Et pas davantage de buzz chez nos voisins. Il y a trois ans, la députée-maire de Thionville suggérait, elle aussi, la création d’un monorail reliant sa municipalité à la capitale luxembourgeoise. Mais l’idée suscite surtout des critiques sur le caractère «utopique» du projet. «C’est vrai, on n’a pas eu beaucoup de contacts avec des responsables étrangers, déplore Rosario Cavallaro, même si certains citoyens soutiennent l’idée.»

Alors, une idée mort-née? Connaissant la rapidité avec laquelle se concrétisent les projets nationaux et transfrontaliers, il est à craindre en tout cas que le monorail reste encore longtemps au stade de maquette en carton.

Pourtant, chaque année, les bouchons obstruent un peu plus les artères grand-ducales. Si d’autres pays ont amélioré leur circulation avec des monorails, pourquoi pas le Luxembourg? C’est la question qui mériterait, au moins, d’être débattue par nos politiques.

Romain Van Dyck

Une belle idée, mais…

Le projet de monorail est sympathique sur le papier. Mais dans les faits, il devra surmonter de nombreux obstacles.

Politique : c’est le premier obstacle au Luxembourg. Pourquoi ce manque d’enthousiasme chez nos politiques? «Difficile à dire. C’est vrai qu’ils ont déjà d’autres priorités, comme le tram», suppose Rosario Cavallaro. Et peut-être aussi parce que l’idée ne vient pas d’eux? «Possible», sourit-il.

Techniques et pratiques : au niveau de la sécurité, le caractère surélevé du monorail le préserve en effet de beaucoup de problèmes, comme les bouchons et accidents, les intempéries (neige, verglas…). Vu qu’il n’y a qu’un monorail par rail, pas de risques non plus de collision frontale… Mais en cas de panne, les usagers se retrouvent perchés au-dessus de l’autoroute! «On a prévu un système de trappe au centre du wagon pour permettre aux gens de quitter le monorail et de descendre sur la terre ferme.» Reste que 70 personnes qui «tombent du ciel» au milieu d’une autoroute, c’est un scénario qui peut donner des sueurs froides…

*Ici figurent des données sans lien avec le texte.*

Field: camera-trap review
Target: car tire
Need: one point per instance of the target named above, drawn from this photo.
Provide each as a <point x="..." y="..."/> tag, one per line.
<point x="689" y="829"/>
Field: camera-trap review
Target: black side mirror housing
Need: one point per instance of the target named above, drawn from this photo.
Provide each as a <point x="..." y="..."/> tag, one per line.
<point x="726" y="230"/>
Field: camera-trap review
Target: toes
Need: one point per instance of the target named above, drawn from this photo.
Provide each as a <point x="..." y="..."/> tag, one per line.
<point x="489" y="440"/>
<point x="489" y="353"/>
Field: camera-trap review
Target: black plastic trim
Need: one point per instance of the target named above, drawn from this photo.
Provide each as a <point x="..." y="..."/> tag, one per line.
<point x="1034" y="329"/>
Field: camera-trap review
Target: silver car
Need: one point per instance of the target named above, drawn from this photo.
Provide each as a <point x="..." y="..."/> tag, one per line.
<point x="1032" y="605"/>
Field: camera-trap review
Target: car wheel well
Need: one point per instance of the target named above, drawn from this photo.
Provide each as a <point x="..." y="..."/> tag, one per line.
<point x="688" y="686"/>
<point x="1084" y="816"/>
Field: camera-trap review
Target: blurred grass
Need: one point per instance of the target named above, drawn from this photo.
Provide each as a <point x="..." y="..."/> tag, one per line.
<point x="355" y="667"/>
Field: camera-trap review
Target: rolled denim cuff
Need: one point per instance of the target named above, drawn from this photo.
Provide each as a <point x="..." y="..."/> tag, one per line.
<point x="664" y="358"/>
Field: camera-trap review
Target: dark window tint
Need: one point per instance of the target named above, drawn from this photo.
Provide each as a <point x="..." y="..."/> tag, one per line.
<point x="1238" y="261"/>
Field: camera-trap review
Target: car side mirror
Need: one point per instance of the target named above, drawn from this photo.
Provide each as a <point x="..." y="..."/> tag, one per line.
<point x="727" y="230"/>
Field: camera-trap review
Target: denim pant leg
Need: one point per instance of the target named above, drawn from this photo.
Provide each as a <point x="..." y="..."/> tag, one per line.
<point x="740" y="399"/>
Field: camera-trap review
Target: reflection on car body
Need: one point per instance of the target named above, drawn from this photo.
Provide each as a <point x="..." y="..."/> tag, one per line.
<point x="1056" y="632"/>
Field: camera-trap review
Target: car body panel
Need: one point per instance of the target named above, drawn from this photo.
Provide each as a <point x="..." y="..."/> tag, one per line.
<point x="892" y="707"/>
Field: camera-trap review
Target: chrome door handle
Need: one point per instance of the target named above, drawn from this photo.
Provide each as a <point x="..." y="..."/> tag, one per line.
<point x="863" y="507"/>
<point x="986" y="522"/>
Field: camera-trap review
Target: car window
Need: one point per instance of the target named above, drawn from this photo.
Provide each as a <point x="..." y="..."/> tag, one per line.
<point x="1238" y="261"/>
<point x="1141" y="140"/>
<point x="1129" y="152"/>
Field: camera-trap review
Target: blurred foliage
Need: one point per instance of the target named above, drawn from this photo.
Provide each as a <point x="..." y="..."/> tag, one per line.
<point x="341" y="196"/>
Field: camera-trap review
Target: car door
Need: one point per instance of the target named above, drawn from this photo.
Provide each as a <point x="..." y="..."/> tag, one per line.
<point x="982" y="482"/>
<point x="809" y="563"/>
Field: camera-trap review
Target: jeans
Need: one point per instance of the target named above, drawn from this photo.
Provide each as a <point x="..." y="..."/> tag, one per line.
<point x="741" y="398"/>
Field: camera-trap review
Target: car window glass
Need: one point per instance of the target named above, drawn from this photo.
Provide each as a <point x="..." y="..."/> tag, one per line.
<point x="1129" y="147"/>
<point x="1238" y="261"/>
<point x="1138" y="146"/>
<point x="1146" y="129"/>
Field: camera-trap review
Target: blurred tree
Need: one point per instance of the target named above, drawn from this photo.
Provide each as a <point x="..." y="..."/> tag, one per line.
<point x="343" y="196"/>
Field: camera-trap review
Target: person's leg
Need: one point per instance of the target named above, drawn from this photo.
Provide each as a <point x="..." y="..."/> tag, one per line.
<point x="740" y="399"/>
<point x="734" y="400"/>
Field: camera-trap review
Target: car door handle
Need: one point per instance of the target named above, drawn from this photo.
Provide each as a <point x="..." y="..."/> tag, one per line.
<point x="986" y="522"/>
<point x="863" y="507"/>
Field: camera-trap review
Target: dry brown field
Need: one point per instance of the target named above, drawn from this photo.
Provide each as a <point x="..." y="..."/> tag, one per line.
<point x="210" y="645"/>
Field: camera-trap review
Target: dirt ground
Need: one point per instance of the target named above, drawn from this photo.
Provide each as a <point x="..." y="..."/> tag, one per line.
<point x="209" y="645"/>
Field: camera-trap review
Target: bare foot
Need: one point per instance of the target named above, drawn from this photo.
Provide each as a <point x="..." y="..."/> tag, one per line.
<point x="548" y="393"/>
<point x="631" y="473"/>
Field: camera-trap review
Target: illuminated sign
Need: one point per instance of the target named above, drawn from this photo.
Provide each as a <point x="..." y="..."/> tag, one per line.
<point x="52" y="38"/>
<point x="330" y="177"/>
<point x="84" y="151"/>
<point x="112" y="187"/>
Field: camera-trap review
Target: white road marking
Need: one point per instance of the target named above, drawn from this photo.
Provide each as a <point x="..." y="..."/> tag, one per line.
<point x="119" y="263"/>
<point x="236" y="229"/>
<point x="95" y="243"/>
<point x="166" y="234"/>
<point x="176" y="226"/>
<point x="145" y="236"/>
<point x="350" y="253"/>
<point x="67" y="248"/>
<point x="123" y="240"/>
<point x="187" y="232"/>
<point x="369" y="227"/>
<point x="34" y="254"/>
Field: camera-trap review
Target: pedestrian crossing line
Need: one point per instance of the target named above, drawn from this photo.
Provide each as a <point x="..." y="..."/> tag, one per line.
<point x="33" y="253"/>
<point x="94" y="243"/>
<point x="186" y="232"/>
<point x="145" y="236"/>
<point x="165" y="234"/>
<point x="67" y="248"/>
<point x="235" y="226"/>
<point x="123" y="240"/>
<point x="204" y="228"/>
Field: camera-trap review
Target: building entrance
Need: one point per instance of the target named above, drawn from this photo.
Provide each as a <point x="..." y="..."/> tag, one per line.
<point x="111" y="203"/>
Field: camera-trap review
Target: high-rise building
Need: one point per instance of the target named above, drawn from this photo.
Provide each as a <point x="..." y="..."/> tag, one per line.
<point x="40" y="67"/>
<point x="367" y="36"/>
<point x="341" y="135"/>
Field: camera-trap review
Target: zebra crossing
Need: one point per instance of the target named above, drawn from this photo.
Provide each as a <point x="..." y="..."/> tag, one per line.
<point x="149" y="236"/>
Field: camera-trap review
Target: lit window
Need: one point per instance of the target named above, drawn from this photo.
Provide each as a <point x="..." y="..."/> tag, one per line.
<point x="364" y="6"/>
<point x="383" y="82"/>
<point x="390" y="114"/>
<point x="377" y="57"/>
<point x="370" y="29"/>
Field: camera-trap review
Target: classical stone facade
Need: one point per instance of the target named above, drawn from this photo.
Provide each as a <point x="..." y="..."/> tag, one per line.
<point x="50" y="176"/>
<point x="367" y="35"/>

Les gares : si le monorail est construit sur des terrains étatiques, les gares, elles, risquent parfois de déborder sur des terrains privés, car qui dit gare dit routes, parkings, etc. Autre problème lié aux gares : vu qu’elles sont situées sur les autoroutes, comment les usagers rejoindront-ils les centres-villes, qui ne sont pas toujours à côté? Quant à ceux qui ont le vertige… ils risquent de ne pas apprécier le voyage!

 

Un conflit d’intérêt?

Question qu’on peut légitimement se poser : quel est l’intérêt du groupe Guy Rollinger dans cette histoire? Rosario Cavallaro, qui est par ailleurs directeur financier et administratif d’Immoglobal, une branche immobilière du groupe, rappelle justement que porter un tel projet coûte de l’argent : «On a fait des études approfondies avec une société allemande, cela nous a coûté pas mal d’argent, et ils nous ont dit que le monorail était la solution idéale pour le Luxembourg.»

Alors, pourquoi dépenser autant d’argent? Mais il l’assure : «Nous n’avons aucun intérêt, ni financier, ni immobilier, ni de quoi que ce soit. Car de toute façon cela se fera au milieu de l’autoroute, qui est propriété de l’État. M. Rollinger veut simplement faire passer cette idée qu’il existe un moyen pour réduire les problèmes de circulation, et qui serait profitable à tous.»

Patrick Martins : «Le jour où l’idée passe, où l’État lance un monorail, nous, on arrêtera tout! C’est pour cela qu’on n’a pas de budget prévisionnel vu qu’on ne réalisera pas le projet. On transmet nos recherches et nos études, mais après, ce sera à l’État de chercher les entreprises, de faire la mise en œuvre.»